Frankfurt/Main (dpa) - Angesichts des neuerlichen Absturzes der Ölpreise haben Ökonomen ihre Inflationserwartungen gesenkt. Die von der Europäischen Zentralbank (EZB) befragten Experten rechnen nun im laufenden Jahr nur noch mit einem Mini-Preisauftrieb von 0,1 Prozent, wie die Notenbank am Freitag in Frankfurt mitteilte. Im Juli hatten sie noch einen Preisanstieg von 0,2 Prozent vorhergesagt. Neben der Entwicklung der Ölpreise drückt auch die Konjunkturschwäche in Schwellenländern wie China und Brasilien die Inflationserwartungen. 2016 wird die Teuerung nach der Prognose nur auf 1,0 Prozent anziehen (Juli-Prognose: 1,3), 2017 auf 1,5 (1,6) Prozent.

Amazon begeistert Anleger mit überraschendem Gewinn

Seattle (dpa) - Amazon hat die Anleger mit einem schmalen Gewinn von 79 Millionen Dollar positiv überrascht. Sie ließen die Aktie des weltgrößten Online-Händlers am Donnerstag nachbörslich um rund zehn Prozent steigen. Am Markt war eher ein Quartalsverlust erwartet worden. Im Vorjahresquartal hatte Amazon 437 Millionen Dollar Verlust gemacht, unter anderem wegen des Flops des inzwischen eingestellten eigenen Smartphones Fire Phone. Der Umsatz stieg um gut 23 Prozent auf 25,36 Milliarden Dollar. Mit dem Anstieg der Aktie rückte Gründer und Chef Jeff Bezos nach Berechnungen des Finanzdienstes Bloomberg auf Platz drei in der Rangliste der reichsten Amerikaner vor.

Google-Mutter Alphabet begeistert Anleger mit starken Zahlen

Mountain View (dpa) - Auftakt nach Maß: Der bislang als Google bekannte Internetriese Alphabet hat einen überraschend starken Quartalsbericht vorgelegt. Von Juli bis September stieg der Überschuss im Jahresvergleich um 45 Prozent auf 3,98 Milliarden Dollar (3,58 Mrd Euro), wie die Google-Konzernmutter am Donnerstag (Ortszeit) mitteilte. «Unsere Ergebnisse zeigen Googles Stärke, vor allem bei der mobilen Suche», kommentierte Finanzvorstand Ruth Porat.
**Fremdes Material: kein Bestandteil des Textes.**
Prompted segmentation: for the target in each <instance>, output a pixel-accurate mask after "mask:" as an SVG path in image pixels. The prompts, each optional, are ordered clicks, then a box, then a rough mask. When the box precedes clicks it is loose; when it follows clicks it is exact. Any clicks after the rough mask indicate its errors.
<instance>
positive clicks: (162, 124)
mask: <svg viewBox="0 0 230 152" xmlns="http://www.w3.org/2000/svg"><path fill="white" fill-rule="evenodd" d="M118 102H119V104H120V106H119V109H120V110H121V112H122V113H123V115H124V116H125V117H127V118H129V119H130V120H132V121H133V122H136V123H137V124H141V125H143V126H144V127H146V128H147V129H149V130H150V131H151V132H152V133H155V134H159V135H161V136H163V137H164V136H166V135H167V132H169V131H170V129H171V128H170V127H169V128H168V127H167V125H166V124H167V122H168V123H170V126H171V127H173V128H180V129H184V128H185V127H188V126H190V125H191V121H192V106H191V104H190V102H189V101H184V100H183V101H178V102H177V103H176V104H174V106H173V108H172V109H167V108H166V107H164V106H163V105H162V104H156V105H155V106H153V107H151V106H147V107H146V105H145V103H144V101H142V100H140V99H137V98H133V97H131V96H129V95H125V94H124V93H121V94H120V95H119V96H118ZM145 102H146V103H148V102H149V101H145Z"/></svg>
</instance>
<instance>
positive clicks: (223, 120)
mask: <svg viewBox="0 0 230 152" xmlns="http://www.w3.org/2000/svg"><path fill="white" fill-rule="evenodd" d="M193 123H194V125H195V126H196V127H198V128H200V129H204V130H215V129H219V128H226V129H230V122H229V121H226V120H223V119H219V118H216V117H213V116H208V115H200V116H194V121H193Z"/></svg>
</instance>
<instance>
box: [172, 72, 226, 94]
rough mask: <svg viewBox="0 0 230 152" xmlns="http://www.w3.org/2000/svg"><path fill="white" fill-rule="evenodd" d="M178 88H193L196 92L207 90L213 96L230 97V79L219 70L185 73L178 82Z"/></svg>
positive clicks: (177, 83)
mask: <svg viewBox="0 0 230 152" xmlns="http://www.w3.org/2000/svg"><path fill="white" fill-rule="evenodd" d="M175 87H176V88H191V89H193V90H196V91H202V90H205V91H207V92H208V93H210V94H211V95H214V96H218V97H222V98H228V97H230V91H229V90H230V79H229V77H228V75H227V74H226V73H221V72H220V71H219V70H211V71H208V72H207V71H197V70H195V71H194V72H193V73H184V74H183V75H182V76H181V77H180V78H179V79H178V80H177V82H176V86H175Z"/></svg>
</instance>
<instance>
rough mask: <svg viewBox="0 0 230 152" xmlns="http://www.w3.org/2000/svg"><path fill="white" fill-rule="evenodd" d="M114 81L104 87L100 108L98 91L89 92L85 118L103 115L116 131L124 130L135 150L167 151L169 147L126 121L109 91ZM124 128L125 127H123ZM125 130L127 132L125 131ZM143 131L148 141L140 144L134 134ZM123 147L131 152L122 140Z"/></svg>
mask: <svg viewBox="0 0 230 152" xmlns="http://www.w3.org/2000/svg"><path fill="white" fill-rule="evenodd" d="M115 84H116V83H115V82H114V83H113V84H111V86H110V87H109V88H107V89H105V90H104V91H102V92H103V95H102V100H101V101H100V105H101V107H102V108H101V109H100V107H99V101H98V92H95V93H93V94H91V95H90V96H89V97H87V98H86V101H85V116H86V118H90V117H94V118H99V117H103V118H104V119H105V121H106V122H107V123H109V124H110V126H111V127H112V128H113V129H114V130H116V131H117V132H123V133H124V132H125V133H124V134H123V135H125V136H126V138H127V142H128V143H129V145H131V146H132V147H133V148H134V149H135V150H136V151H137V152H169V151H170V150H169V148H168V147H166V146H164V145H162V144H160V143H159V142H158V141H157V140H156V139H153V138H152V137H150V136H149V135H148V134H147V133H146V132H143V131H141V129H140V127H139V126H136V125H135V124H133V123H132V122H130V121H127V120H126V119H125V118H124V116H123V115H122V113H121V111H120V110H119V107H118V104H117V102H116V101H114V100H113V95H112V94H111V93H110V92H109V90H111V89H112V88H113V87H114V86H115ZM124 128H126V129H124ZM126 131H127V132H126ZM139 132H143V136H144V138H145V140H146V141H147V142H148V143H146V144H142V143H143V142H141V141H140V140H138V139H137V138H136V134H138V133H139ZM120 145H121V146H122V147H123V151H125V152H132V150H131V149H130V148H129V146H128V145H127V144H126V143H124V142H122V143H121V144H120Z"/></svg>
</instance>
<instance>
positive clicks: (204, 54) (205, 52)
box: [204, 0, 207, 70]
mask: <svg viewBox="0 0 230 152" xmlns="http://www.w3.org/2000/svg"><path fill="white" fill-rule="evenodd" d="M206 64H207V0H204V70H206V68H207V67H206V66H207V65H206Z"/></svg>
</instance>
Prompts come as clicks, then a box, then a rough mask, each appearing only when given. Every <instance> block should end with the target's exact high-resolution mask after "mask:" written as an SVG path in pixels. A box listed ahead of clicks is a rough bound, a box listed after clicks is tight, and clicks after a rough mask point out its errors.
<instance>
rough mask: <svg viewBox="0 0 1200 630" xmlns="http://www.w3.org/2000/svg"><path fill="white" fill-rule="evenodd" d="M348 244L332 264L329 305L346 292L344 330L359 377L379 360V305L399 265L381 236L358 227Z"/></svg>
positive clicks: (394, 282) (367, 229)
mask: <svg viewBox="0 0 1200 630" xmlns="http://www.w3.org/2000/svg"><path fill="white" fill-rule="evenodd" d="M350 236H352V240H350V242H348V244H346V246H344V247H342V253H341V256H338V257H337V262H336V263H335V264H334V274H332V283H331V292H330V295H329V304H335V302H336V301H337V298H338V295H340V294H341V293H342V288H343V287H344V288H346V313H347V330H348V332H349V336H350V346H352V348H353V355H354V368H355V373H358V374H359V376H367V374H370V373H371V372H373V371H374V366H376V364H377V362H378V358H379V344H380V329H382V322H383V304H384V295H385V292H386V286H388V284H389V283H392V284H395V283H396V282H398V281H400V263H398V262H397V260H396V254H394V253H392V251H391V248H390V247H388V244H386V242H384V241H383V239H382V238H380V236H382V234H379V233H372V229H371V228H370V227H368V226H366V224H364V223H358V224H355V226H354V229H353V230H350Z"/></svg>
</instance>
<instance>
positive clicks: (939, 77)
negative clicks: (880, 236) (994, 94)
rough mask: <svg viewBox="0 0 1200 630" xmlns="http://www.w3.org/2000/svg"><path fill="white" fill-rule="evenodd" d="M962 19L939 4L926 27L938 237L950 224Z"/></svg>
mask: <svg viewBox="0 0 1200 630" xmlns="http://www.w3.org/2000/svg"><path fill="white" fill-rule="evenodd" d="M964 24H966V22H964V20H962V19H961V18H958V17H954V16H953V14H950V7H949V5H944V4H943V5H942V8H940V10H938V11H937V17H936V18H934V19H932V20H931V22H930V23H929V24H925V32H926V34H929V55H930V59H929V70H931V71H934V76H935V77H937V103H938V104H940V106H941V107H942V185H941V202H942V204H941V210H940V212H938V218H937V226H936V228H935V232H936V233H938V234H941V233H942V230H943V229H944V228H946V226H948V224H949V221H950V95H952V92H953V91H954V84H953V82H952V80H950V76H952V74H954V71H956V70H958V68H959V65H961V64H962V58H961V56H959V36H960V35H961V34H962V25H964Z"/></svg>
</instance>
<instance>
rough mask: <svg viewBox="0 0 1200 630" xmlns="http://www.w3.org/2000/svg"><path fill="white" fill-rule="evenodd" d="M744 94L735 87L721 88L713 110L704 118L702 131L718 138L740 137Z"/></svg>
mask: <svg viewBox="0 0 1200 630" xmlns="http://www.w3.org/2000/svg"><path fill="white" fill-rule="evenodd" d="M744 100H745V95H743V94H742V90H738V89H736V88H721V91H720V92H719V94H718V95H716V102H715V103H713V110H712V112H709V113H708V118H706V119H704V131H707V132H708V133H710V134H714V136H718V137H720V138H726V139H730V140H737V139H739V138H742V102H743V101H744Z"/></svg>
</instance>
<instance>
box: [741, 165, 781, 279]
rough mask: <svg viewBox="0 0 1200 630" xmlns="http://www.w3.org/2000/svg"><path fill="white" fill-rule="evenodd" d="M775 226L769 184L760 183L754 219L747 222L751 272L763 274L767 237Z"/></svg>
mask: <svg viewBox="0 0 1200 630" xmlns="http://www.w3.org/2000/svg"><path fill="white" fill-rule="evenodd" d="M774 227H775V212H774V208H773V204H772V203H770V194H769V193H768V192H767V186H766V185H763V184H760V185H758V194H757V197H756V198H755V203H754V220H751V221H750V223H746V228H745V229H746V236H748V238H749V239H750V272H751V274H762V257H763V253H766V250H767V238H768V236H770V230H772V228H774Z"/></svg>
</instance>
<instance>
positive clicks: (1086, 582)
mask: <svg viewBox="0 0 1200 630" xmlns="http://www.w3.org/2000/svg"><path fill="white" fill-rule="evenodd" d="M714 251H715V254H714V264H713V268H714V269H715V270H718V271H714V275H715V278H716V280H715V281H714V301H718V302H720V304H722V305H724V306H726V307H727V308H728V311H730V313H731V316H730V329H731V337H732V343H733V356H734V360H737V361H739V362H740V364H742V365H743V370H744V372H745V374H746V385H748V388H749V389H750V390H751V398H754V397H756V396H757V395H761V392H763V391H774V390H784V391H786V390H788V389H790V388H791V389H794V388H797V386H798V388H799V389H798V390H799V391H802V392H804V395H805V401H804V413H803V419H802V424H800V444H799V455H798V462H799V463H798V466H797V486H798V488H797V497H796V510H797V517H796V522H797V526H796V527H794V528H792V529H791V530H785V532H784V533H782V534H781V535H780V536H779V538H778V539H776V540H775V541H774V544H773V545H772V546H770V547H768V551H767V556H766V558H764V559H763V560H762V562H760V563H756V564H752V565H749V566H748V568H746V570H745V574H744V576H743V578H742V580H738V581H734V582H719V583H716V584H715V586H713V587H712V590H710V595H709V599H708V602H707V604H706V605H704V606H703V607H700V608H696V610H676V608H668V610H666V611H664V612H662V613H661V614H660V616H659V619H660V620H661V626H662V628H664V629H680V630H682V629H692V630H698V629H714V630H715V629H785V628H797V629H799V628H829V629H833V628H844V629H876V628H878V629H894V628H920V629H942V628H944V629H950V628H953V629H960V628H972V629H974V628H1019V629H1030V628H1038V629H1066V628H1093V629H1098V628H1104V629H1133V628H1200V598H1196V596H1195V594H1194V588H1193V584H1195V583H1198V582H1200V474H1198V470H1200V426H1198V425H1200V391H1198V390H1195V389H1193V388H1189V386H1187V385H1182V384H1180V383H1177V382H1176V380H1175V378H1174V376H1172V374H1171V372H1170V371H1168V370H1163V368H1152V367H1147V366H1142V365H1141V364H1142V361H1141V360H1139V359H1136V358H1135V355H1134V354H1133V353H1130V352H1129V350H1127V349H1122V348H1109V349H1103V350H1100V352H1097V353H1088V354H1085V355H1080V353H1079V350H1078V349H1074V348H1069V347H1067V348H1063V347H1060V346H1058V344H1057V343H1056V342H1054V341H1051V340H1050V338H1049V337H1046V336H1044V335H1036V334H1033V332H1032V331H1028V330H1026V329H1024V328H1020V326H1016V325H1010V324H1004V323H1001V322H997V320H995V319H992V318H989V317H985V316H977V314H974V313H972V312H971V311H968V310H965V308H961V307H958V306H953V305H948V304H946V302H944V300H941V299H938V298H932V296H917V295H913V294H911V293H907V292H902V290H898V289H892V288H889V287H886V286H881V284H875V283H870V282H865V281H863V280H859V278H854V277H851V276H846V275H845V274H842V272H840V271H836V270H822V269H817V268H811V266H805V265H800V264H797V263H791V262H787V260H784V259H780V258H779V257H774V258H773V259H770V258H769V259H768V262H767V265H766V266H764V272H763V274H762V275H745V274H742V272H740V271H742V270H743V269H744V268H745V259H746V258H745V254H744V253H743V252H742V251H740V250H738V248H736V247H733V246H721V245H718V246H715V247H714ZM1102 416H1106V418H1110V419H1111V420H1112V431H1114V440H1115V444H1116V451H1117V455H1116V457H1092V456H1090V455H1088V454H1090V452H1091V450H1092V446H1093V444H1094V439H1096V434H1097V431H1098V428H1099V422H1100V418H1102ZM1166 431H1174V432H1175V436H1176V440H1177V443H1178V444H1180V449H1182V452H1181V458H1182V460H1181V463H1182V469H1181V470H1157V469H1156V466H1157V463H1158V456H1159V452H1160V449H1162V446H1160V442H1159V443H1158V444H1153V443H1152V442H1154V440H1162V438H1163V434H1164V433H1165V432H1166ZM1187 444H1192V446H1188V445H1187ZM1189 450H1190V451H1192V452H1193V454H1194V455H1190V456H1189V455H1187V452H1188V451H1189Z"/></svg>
Vom Hoffnungsträger zum Umsatztreiber entwickelt sich offenbar zunehmend die Video-Tochter Youtube, für die keine konkreten Ergebnisse veröffentlicht werden. Die Plattform sei ein wichtiger Grund für das starke Wachstum im Geschäft mit Werbung auf mobilen Geräten wie Smartphones und Tablets, sagte das Management in einer Telefonkonferenz nach der Bilanzvorlage.

Cloud-Geschäft stützt Microsoft in PC-Flaute

Redmond (dpa) - Das Wachstum im Cloud-Geschäft mit Diensten aus dem Netz hilft dem Software-Riesen Microsoft durch die Schwäche des PC-Marktes. Der Windows-Konzern verdiente im vergangenen Quartal 4,62 Milliarden Dollar. Das war ein Plus von 1,7 Prozent im Jahresvergleich. Der Umsatz sank unterdessen um gut zwölf Prozent auf 20,38 Milliarden Dollar, wie Microsoft am Donnerstag mitteilte. Die Aktie kletterte nachbörslich zeitweise um über acht Prozent. Dabei legte der Umsatz von Microsofts Cloud-Sparte um acht Prozent auf 5,9 Milliarden Dollar zu. Das Geschäft mit Windows-Software für Personal Computer sowie den hauseigenen Smartphones schrumpfte dagegen um 17 Prozent auf 9,4 Milliarden Dollar.

Notenbanken sorgen für Kursrally in Frankfurt

Frankfurt/Main (dpa) - Die Billiggeld-Flut der Notenbanken hat den deutschen Aktienmarkt am Freitag weiter angetrieben. Zusätzlich zur Aussicht auf eine geldpolitische Lockerung durch die Europäische Zentralbank lieferte nach dem Mittag eine Leitzinssenkung durch die chinesische Notenbank weiteren Treibstoff für die Kursrally. Der Dax schnellte bis zum Nachmittag um 2,97 Prozent auf 10 803,98 Punkte nach oben. Auf Wochensicht zeichnet sich damit ein Gewinn von fast 7 Prozent ab. Der MDax rückte um 2,81 Prozent auf 20 962,01 Zähler vor und der TecDax stieg um 1,71 Prozent auf 1815,94 Punkte. Der Eurozonen-Leitindex EuroStoxx 50 legte um zweieinhalb Prozent zu. Am Rentenmarkt sank die Umlaufrendite börsennotierter Bundeswertpapiere von 0,43 Prozent auf 0,37 Prozent. Der Kurs des Euro rutschte deutlich ab: Zuletzt kostete die Gemeinschaftswährung 1,1046 US-Dollar. Die EZB hatte den Referenzkurs auf 1,1084 (Donnerstag: 1,1313) Dollar festgesetzt. Der Dollar kostete damit 0,9022 (0,8839) Euro.